Greentree Environmental Services President John Casey said when he entered into a contract with Purdue University in 2016, he hoped his business’ lead renovation, repair and painting refresher classes could be a leader in online certification training.
Two and a half years later, Casey’s Portage-based company is suing Purdue, claiming the university failed to deliver on its promise to help build the training website.
“They couldn't pull a website up or get it to work,” Casey said. “And they couldn’t explain why.”
Casey said he first contacted Purdue about a partnership in early 2016 after the U.S. Environmental Protection Agency changed its standards for the required lead renovation, repair and painting training, allowing professionals to seek recertification training online every other year rather than attending in-person classes.
He said he hoped to be among the first to offer the online module and sought the help of Purdue University Northwest to bring Greentree’s current in-person courses online.
“Anyone who thinks they’re going to contract with them thinks they’re safe, they’re not going to have problems,” Casey said. “It’s Purdue University.”
In June 2016, Greentree entered into a contract with Purdue’s Sponsored Program Services specifying that a Purdue University Northwest graduate student would work under a professor’s supervision to build a website by Aug. 20, 2016.
Several project extensions later, Casey said, the university has failed to provide a working website. His company is now suing for the $4,465 Greentree paid to Purdue on signing their initial contract.
“I never thought Purdue would rip us off,” Casey said. “That’s why you go to Purdue.”
Spokesmen for Purdue University West Lafayette and Purdue University Northwest declined to comment, citing the pending litigation.
When the first contractually agreed upon completion date rolled around in August 2016, Casey said, the website was not operational, so Purdue sought a five-week extension. Casey said he could view and critique aspects of the website in production, but the Purdue team never offered a finished product that worked.

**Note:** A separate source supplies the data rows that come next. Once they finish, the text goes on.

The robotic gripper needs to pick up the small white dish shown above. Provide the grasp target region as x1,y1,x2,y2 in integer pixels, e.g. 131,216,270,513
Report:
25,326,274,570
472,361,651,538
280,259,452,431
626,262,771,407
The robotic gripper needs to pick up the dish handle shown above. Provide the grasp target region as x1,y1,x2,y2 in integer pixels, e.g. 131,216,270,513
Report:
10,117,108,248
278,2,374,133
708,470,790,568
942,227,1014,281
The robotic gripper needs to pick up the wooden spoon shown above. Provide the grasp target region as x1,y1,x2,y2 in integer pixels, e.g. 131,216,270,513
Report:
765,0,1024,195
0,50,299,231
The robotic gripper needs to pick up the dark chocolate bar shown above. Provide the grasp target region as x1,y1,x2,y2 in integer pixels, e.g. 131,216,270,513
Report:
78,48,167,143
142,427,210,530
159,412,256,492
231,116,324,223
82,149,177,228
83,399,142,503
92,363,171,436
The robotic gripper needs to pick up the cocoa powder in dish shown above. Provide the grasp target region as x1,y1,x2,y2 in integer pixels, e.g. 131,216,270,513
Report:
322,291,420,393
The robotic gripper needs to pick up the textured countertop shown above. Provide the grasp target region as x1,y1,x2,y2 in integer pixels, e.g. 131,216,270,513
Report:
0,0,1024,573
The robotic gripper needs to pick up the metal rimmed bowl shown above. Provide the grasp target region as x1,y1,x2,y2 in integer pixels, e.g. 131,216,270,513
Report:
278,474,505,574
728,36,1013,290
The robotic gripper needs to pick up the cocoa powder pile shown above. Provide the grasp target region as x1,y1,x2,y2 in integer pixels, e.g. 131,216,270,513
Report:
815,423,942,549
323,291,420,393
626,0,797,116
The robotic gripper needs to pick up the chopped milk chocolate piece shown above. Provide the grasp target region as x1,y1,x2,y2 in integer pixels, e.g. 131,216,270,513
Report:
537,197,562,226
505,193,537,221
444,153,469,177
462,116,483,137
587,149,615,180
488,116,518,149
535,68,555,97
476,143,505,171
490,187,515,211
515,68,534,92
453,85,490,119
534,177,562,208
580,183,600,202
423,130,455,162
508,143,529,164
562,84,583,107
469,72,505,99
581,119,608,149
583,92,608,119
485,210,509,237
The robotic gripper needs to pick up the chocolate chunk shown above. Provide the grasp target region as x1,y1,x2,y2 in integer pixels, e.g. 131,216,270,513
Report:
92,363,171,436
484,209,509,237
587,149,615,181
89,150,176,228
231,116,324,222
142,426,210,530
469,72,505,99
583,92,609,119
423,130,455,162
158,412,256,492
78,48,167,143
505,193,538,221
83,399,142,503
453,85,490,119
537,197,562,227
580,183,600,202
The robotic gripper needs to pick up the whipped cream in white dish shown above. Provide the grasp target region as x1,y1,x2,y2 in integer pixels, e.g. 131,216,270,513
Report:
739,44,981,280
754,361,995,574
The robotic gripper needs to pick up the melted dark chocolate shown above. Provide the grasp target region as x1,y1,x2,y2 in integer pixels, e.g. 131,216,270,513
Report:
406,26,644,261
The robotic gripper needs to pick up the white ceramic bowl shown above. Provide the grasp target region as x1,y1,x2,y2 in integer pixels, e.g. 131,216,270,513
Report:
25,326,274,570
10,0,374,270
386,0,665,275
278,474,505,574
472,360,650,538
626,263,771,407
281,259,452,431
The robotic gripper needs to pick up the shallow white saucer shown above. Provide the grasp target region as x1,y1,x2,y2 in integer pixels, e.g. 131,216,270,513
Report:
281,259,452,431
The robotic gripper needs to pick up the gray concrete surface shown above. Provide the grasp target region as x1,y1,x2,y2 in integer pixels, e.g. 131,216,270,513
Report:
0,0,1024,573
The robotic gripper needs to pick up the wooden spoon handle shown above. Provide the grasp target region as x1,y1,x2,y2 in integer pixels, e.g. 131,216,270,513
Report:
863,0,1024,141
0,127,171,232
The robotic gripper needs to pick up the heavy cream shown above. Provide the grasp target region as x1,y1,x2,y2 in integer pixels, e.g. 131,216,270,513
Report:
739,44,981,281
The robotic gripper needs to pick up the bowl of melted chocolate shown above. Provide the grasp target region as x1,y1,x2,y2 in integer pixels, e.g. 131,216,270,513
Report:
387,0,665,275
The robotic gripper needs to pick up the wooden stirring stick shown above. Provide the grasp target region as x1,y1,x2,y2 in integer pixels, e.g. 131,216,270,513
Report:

He said this continued over the course of about two years, with Purdue’s team verbally requesting “six or seven” extensions.
Emails between Greentree employees and Purdue representatives show ongoing dialogue between both parties over the nearly two-year period troubleshooting and addressing Greentree’s request for changes to website prototypes.
However, Casey said Greentree needed EPA-approval to begin offering the online course and every time he attempted to share the website, his contact at the EPA was unable to open the provided link.
In May, Casey said, the EPA told Greentree it would only attempt to review the website one more time, so rather than pursuing another extension with Purdue, Casey said he decided to ask for his company’s money back.
After a nearly two-year wait and still no finished project, Casey said his business lost its chance among the first lead renovation, repair and painting certification course providers.
Casey said his company was never asked to pay an additional fee after time was extended on the project, but said he feels Greentree has lost out on hundreds of thousands of dollars in course fees the business could have profited from had Purdue finished the project on time.
“We’re a small business. We can’t afford to take this kind of loss,” Casey said. “I’m just dumbfounded.”